Because such a microbe mix generates ultra-healthy plants, no chemicals are applied and only minimal amounts of organic-certified pesticides and synthetic fertiliser. No hazmat suits, either – just local people in T-shirts and jeans. The thermal qualities of the rock mean that almost no heating or cooling is required – energy use per kilogram is less than 1 per cent of other intensive agriculture. Water use is minimal and greenhouse gas emissions net-negative. The yield, meanwhile – lettuce, edible flowers, tomatoes, strawberries, herbs – is clean, fresh, local and cheap.
This is important because South-East Asia has the world’s highest rate of residue-induced cancer. “Clean” imported food is flown in at huge cost and huger emissions; the poor get sick. Further, roughly half of Vietnam’s food production comes from the Mekong Delta, which is gradually sinking due to climate change and salinating due to the construction of hydro-dams up-river in China and Laos.
Mekong rice uses 2500 litres of water per kilogram; Orlar food uses just 30 litres – and with four times the revenue per kilogram.

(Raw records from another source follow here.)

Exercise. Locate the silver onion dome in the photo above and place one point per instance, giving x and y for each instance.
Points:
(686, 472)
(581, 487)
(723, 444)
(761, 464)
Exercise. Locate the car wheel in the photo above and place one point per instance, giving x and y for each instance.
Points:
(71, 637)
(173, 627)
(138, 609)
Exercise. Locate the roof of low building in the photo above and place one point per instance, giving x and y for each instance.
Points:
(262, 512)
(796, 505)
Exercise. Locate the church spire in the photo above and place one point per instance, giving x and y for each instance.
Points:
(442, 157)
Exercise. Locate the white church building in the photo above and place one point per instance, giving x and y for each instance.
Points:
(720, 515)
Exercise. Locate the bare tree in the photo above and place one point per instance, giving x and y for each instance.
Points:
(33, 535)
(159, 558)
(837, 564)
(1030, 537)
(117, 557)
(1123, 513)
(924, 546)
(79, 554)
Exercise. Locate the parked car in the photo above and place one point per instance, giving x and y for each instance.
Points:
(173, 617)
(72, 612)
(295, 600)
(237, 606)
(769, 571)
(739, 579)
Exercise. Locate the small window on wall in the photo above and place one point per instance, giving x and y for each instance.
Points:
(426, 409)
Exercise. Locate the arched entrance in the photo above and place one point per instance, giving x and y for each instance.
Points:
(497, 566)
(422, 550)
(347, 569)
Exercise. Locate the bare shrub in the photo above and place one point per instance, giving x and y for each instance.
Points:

Also, being vertical farming, with 20 plants grown in each two-metre-high stack or “pod”, it is extremely space-efficient.
Critically, the thermal qualities of the rock allow temperate vegetables to be grown in “hostile” climates such as the Mekong, providing massive climate-adaptation and jobs with minimal water and land. Plus, as a company led by women, and 89 per cent staffed by women, it transforms lives and families.
Hugo chuckles at herself. “Two peri-menopausal women head to the jungle and go, ‘Let’s change the world.’”
Is it mad? As we confront mass climate-induced migration, I say, what could be saner?